Notebook 2 — Randomized methods and the empirical NTK¶
ARENA-style hands-on tutorial on randomized linear algebra, with the empirical NTK Gram matrix of a tiny network as the running example.
Time: ~100 min. Prerequisites: Notebook 1 (HVPs, Lanczos).
Sections: 0. When randomization wins (stable rank)
- Why randomize (motivation)
- Randomized SVD on a synthetic matrix
- The eNTK without materializing — Novak et al.'s VJP+JVP trick
- rSVD on the eNTK: top-k eigenfunctions of a tiny network
Solutions live in solutions/_02_randomized.py.
import sys, os
sys.path.insert(0, os.path.abspath('..'))
import time
import torch
import matplotlib.pyplot as plt
import numpy as np
from src.plotting import apply_style
from src.tiny_models import toy_mlp, tiny_mlp, count_params
apply_style()
torch.manual_seed(0)
print('environment ready')
0. When randomization wins: stable rank¶
Randomized SVD is fast but approximate. When does the approximation hold up? The answer is governed by a single quantity:
$$ r_s(A) = \frac{\|A\|_F^2}{\|A\|_2^2} = \frac{\sum_i \sigma_i^2}{\sigma_1^2} $$
This is the stable rank or effective rank.
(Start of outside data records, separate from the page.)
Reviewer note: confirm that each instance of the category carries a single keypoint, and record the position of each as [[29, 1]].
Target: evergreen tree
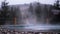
[[4, 12], [38, 11], [31, 8]]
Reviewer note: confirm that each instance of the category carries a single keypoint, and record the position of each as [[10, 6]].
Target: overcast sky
[[13, 2]]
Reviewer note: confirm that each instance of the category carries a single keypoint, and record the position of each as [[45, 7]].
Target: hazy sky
[[11, 2]]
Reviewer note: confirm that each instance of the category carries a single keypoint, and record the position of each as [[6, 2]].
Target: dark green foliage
[[4, 12], [31, 8], [38, 10]]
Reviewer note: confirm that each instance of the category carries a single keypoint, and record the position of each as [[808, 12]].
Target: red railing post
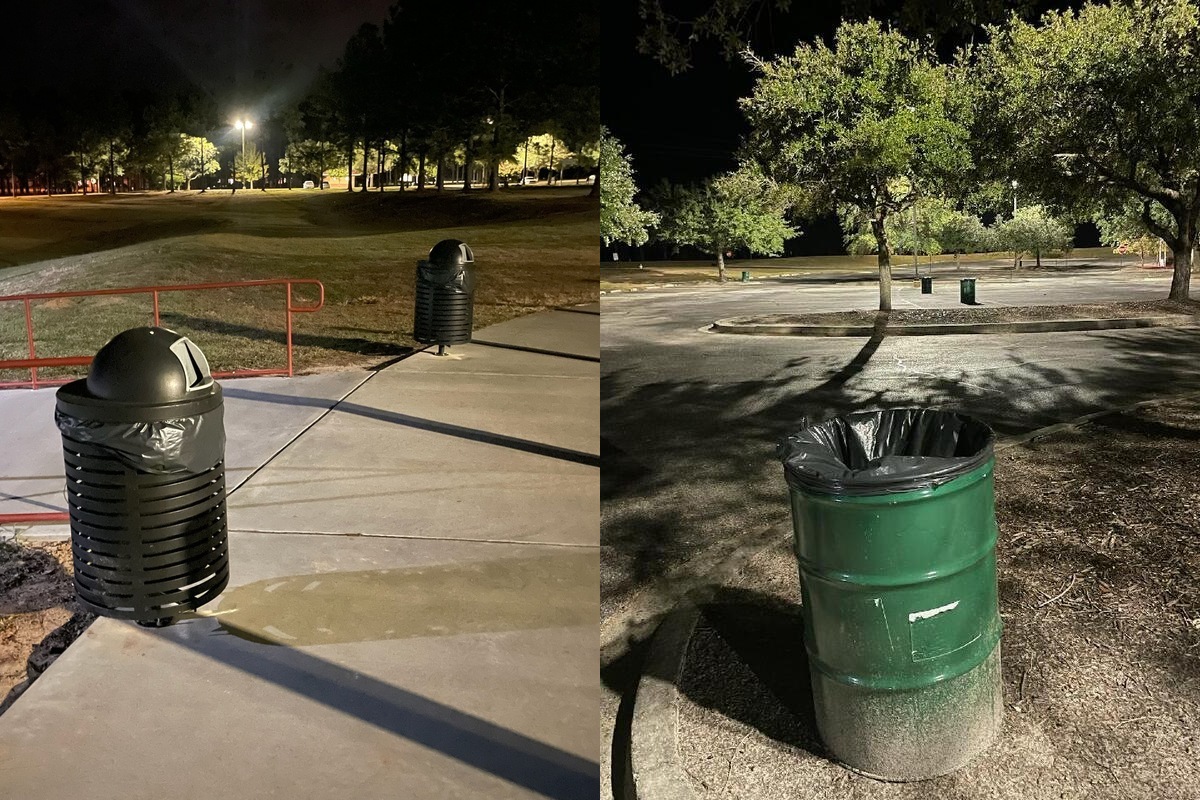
[[289, 326], [29, 337], [33, 362]]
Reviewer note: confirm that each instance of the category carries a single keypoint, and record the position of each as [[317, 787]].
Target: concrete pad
[[31, 474], [553, 331], [420, 690], [489, 445]]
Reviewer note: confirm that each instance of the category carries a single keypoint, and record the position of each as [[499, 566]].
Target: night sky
[[687, 127], [252, 56]]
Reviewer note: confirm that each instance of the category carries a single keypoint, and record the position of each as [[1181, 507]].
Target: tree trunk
[[366, 149], [881, 241], [1181, 278], [466, 169]]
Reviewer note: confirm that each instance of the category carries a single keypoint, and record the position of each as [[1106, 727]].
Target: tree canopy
[[621, 217], [871, 122], [741, 210], [1097, 108]]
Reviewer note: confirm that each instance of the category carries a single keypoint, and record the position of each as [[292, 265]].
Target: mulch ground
[[1099, 591], [39, 614], [1185, 310]]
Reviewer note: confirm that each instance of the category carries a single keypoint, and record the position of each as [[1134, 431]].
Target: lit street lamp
[[241, 125]]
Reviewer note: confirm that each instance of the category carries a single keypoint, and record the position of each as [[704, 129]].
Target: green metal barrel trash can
[[966, 292], [895, 536]]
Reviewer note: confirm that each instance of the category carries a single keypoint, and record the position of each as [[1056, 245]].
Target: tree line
[[449, 89], [1091, 113]]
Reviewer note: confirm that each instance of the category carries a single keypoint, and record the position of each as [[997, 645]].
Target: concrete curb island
[[750, 328]]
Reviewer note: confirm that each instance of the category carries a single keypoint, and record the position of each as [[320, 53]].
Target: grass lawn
[[622, 274], [533, 250]]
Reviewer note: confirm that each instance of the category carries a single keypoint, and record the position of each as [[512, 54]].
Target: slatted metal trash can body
[[895, 535], [143, 443], [445, 295]]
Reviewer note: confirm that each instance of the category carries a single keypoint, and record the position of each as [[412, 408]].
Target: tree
[[1093, 108], [960, 232], [621, 218], [739, 210], [1033, 230], [669, 37], [246, 167], [871, 124], [197, 157], [312, 157], [1123, 224]]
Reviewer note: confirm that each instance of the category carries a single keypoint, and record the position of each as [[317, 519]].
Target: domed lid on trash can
[[883, 452], [450, 253], [147, 373]]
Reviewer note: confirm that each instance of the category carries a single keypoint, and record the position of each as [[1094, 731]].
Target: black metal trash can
[[143, 440], [445, 295]]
It satisfies $1 \le r_s(A) \le \mathrm{rank}(A)$, and:
- $r_s(A) \approx 1$ when one singular value dominates → rSVD wins big.
- $r_s(A) \approx n$ when all singular values are equal → no free lunch.
The Halko-Martinsson-Tropp bound says rSVD recovers the top-$k$ singular subspace with error $\lesssim \sqrt{r_s(A_{>k})}$ relative error, where $A_{>k}$ is the tail past rank $k$. So a fast-decaying spectrum (small tail stable rank) makes rSVD shine.
Exercise 0.1: Compute stable rank for three spectra (🔴⚪⚪⚪⚪, 5 min)¶
Build three diagonal matrices with different decay:
- fast: $\sigma_i = 2^{-i}$ (exponential)
- slow: $\sigma_i = 1/(1+i)$ (algebraic)
- flat: $\sigma_i = 1$ for all $i$
Compute and compare their stable ranks.
def stable_rank(A):
# YOUR CODE HERE
raise NotImplementedError
n = 50
specs = {
'fast (2^-i)': torch.diag(2.0 ** (-torch.arange(n).float())),
'slow (1/(1+i))': torch.diag(1.0 / (1.0 + torch.arange(n).float())),
'flat (all 1)': torch.diag(torch.ones(n)),
}
for name, A in specs.items():
r_s = stable_rank(A)
print(f'{name:>20s}: r_s = {r_s:.2f} (rank = {n})')
print('\nExpect: fast ≈ 1.33, slow ≈ 4, flat = 50')
1. Why randomize?¶
Lanczos (Notebook 1) gives top-k eigenvalues exactly in $O(k)$ matvecs. So why bother with randomization?
Two reasons:
Lanczos matvecs are sequential. You can't compute $A q_1$ before $A q_0$ tells you what $q_1$ is. Randomized methods sketch with a batch of vectors that can be applied to $A$ in parallel — well-suited to GPUs.
Reorthogonalization is bookkeeping-heavy. Selective reorth saves work but adds branching. Randomized methods do a single QR at the end on a small matrix, no per-step bookkeeping.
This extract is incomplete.